La Tchéquie ne délivrera pas de visas humanitaires aux déserteurs russes
A la différence de l’Allemagne qui se dit prête à accueillir des déserteurs de l'armée russe « menacés de grave répression », selon le gouvernement de Berlin, la République tchèque a annoncé qu’elle ne délivrerait pas de visas humanitaires aux Russes qui fuient leur pays pour éviter la mobilisation.
« Je comprends que les Russes fuient les décisions de plus en plus désespérées prises par Poutine. Mais ceux qui quittent leur pays parce qu'ils ne veulent pas remplir un devoir imposé par leur propre État ne remplissent pas les critères pour recevoir un visa humanitaire », a déclaré, jeudi, le chef de la diplomatie tchèque Jan Lipavský.
Il faut savoir que la République tchèque a été le premier Etat membre de l’Union européenne à interdire les visas touristiques aux Russes après l’invasion de l’Ukraine par leur pays, en février dernier. Le visa humanitaire est le seul type de visa encore disponible pour des cas exceptionnels. Il peut être délivré par exemple aux opposants au régime de Vladimir Poutine persécutés dans le pays et aux militants des droits de l’Homme.
« Nous accordons des visas humanitaires aux Ukrainiens qui fuient la guerre. Les citoyens de la Fédération de Russie peuvent, bien sûr, demander l’asile en République tchèque, par exemple. » « (…) Pour des raisons de sécurité, la Tchéquie ne peut pas accepter des ressortissants russes venant en si grand nombre », a expliqué le ministre des Affaires étrangères pour la Radio tchèque.
Le Premier ministre Petr Fiala a confirmé que les personnes en provenance de Russie devraient déposer une demande d’asile. « Leur demande sera évaluée selon les modalités habituelles », a déclaré le chef du gouvernement pour le site Blesk.cz. Il a ajouté cependant que les autorités tchèques n’avaient pour l’instant « aucun signalement concernant un afflux de Russes souhaitant éviter la mobilisation ».

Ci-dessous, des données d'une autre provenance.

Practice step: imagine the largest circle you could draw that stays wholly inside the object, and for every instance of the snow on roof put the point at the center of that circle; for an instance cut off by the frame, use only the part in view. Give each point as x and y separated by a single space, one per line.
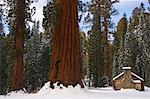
118 76
137 76
136 81
126 68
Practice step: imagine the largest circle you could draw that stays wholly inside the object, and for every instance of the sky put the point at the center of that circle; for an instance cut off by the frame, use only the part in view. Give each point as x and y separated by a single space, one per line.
123 6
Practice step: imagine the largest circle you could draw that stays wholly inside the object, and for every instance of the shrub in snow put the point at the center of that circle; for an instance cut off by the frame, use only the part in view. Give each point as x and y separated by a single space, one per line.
61 90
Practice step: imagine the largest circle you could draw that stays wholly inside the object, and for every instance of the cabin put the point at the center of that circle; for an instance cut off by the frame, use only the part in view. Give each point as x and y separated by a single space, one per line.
128 80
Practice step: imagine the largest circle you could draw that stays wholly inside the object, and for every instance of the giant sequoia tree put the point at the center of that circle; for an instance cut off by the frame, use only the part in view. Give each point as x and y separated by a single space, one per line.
65 62
19 12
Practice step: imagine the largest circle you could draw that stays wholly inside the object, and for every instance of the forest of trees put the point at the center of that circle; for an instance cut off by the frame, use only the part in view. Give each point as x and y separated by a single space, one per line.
61 53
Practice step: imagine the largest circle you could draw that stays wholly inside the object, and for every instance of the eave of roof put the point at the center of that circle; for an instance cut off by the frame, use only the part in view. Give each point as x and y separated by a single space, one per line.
118 76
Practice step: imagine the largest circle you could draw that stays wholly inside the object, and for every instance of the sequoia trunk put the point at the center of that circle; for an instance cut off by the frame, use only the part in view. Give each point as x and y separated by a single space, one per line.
65 61
17 78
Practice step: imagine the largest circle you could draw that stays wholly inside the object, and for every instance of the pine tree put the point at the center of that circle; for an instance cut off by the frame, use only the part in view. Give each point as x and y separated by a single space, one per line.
3 64
19 12
65 62
95 45
32 60
118 46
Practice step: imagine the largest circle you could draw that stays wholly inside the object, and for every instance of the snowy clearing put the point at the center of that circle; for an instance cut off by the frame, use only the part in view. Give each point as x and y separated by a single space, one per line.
78 93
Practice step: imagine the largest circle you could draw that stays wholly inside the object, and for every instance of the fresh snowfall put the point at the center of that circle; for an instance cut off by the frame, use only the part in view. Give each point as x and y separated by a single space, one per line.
77 92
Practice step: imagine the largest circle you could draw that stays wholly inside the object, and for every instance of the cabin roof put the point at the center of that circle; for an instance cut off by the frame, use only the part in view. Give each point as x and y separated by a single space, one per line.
121 74
118 76
136 81
137 76
126 68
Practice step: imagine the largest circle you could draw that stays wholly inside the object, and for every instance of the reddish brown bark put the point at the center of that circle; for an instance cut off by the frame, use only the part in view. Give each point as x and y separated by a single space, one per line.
65 61
106 45
17 78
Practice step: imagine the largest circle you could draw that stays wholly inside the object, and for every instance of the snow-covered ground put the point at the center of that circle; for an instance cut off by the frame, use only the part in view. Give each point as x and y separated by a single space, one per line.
78 93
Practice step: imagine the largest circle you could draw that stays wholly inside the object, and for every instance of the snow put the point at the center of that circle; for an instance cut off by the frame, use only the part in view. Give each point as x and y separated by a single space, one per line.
136 81
137 76
118 76
79 93
126 68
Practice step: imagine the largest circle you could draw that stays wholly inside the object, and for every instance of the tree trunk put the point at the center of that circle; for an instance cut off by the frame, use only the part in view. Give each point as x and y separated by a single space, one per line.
106 45
65 61
17 78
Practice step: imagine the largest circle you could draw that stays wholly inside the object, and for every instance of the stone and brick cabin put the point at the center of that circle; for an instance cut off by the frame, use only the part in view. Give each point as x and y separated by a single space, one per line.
128 80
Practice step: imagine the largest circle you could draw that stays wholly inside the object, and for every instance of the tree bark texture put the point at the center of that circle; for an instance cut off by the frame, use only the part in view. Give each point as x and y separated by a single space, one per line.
17 76
105 41
65 62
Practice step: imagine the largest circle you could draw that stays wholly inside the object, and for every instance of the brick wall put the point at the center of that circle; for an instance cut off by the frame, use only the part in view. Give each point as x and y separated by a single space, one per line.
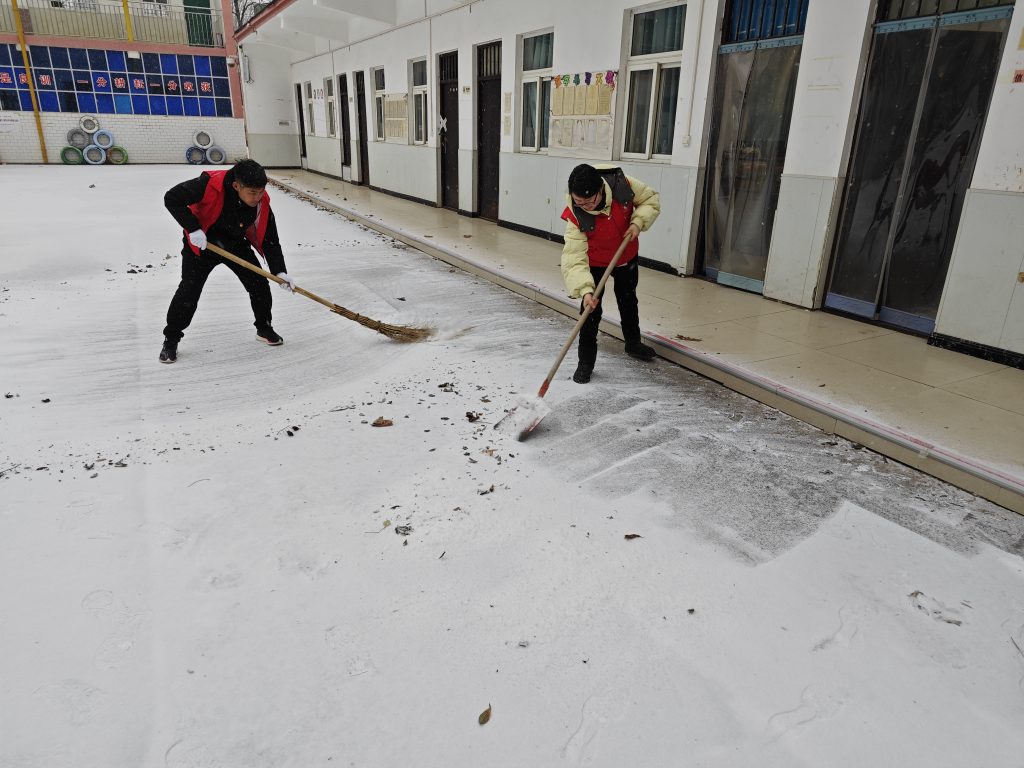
146 139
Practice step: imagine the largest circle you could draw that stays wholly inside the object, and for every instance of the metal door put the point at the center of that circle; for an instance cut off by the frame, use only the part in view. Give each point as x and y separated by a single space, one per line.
923 111
488 128
346 129
448 128
300 110
755 90
360 115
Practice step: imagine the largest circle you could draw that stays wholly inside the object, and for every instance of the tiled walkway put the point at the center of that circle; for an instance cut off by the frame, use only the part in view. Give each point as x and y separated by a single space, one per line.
950 415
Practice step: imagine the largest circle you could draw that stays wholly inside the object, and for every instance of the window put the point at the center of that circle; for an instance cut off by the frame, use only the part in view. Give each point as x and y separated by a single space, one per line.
330 108
652 81
307 88
154 7
537 56
419 81
379 101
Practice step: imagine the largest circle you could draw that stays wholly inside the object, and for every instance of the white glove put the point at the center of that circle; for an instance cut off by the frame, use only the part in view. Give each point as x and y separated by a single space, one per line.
289 284
198 239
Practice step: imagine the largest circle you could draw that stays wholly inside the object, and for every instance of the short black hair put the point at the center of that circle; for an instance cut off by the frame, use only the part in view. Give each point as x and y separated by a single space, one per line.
585 181
249 173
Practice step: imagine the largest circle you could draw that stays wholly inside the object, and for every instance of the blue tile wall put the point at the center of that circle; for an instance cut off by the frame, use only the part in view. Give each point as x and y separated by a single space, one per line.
112 82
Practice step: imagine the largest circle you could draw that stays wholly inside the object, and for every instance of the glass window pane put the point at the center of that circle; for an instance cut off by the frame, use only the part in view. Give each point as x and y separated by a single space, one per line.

Celle-ci a été ordonnée, mercredi, par le président Poutine et devrait concerner, selon le ministère russe de la Défense, quelque 300 000 réservistes. Cette mobilisation partielle, la première proclamée par la Russie depuis la Seconde Guerre mondiale, a en effet augmenté le nombre de départs du pays.

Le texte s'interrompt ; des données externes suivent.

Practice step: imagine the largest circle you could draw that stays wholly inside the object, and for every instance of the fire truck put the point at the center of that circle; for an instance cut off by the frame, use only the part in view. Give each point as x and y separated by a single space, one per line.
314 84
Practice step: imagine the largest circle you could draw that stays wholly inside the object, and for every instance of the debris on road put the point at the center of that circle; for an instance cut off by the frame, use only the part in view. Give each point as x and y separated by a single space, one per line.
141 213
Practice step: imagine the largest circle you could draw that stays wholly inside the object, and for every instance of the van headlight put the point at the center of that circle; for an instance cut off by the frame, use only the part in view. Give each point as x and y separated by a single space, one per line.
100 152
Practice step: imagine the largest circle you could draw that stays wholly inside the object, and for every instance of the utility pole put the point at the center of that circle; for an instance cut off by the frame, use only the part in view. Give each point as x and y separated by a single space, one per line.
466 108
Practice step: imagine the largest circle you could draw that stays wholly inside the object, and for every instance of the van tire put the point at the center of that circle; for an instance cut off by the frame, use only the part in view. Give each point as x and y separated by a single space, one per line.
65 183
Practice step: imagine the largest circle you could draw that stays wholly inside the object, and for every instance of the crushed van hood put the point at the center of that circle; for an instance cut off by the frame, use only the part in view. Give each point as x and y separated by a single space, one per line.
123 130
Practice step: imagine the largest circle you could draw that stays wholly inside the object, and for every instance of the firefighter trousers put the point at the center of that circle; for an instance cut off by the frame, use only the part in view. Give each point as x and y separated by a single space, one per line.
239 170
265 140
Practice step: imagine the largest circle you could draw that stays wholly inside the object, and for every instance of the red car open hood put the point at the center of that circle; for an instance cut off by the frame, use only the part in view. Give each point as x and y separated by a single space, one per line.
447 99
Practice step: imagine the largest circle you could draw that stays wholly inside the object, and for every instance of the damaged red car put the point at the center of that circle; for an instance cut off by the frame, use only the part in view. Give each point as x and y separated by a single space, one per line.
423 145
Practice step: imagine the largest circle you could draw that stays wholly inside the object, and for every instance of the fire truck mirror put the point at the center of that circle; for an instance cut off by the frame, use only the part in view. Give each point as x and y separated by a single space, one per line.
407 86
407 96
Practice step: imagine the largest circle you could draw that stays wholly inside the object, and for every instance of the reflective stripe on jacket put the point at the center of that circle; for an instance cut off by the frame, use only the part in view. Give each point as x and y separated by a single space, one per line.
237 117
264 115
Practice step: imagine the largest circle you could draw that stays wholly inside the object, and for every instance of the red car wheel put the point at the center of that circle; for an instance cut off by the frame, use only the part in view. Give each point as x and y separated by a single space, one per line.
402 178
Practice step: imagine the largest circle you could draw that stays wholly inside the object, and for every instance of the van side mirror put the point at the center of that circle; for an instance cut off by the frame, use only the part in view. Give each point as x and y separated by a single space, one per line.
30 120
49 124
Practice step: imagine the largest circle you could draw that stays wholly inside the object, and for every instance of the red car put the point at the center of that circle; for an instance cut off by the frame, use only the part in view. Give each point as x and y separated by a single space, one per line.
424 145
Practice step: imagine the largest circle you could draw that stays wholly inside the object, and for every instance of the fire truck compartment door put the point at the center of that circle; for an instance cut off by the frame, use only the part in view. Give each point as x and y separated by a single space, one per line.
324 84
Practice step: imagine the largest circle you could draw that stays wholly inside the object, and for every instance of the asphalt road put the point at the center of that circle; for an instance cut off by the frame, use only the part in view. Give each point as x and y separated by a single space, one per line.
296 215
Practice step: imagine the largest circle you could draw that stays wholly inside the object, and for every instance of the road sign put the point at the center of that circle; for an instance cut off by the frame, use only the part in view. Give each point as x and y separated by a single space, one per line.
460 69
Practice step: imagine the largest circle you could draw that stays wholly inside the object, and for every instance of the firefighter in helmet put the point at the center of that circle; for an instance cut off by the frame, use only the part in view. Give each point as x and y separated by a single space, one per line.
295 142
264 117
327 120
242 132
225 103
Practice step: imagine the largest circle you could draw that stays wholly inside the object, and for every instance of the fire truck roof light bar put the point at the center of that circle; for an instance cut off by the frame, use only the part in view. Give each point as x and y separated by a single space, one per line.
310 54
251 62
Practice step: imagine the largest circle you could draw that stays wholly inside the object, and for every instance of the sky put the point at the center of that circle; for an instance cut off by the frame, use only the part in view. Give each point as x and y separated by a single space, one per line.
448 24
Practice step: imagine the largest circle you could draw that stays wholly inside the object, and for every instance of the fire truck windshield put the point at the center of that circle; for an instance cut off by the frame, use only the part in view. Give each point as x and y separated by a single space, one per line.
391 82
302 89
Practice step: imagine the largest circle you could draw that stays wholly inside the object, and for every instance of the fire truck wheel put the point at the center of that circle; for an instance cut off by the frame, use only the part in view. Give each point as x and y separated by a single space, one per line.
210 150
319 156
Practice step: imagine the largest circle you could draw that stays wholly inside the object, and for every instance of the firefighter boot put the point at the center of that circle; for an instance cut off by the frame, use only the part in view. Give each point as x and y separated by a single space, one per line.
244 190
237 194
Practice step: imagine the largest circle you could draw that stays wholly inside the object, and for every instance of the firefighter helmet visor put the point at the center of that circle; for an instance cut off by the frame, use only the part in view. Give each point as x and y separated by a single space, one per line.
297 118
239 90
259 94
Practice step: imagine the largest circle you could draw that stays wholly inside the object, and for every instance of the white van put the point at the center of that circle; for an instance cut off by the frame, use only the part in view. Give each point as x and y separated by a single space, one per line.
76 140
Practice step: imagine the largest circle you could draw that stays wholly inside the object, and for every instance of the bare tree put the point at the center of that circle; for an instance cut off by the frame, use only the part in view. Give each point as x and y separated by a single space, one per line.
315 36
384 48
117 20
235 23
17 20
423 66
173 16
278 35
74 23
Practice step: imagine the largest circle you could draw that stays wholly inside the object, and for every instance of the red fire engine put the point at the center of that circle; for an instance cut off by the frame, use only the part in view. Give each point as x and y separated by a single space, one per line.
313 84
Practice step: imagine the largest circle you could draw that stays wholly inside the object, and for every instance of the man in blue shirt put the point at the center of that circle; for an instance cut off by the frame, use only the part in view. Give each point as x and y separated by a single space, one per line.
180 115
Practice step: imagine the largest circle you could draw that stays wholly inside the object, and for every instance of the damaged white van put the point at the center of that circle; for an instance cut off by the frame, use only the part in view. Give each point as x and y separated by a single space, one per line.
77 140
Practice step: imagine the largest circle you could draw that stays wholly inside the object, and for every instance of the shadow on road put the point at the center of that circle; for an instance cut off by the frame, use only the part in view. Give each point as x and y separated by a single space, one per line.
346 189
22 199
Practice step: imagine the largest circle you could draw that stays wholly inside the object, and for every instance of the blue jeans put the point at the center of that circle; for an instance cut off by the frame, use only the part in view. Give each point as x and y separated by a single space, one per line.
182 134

« Je suis à 500 ou 1 000 kilomètres des frontières des pays où je pourrais éventuellement me réfugier. C’est très loin. De plus, les files d’attente pour acheter des billets d’avion ou de train sont énormes. Nous n’avons donc pas d’autre choix que de nous cacher ou de nous soumettre volontairement à la mobilisation », a confié à la Radio tchèque Yosiph qui vit dans la région d’Irkoutsk, en Sibérie orientale.
En proclamant la mobilisation partielle, le président Vladimir Poutine a également mis en garde l’Occident contre tout « chantage nucléaire », affirmant que la Russie serait prête à répondra avec toute la puissance de son arsenal.
Dans son discours prononcé, jeudi, devant le Conseil de sécurité de l’ONU, le chef de la diplomatie tchèque Jan Lipavský s’est strictement opposé à cette rhétorique. Evoquant l’invasion de la Tchécoslovaquie par les troupes du Pacte de Varsovie en 1968, il a souligné la nécessité de rejeter une fois pour toutes « les désirs impérialistes de la Russie et sa politique coloniale ».
Dans la première intervention d’un représentant de la République tchèque au Conseil de sécurité depuis près de 30 ans, Jan Lipavský a enfin appelé à la création d'un tribunal international spécial pour « poursuivre le crime d'agression commis par la Russie ». Le président ukrainien Volodymyr Zelensky a aussitôt ordonné de mettre en place un groupe de travail en vue de la création du tribunal.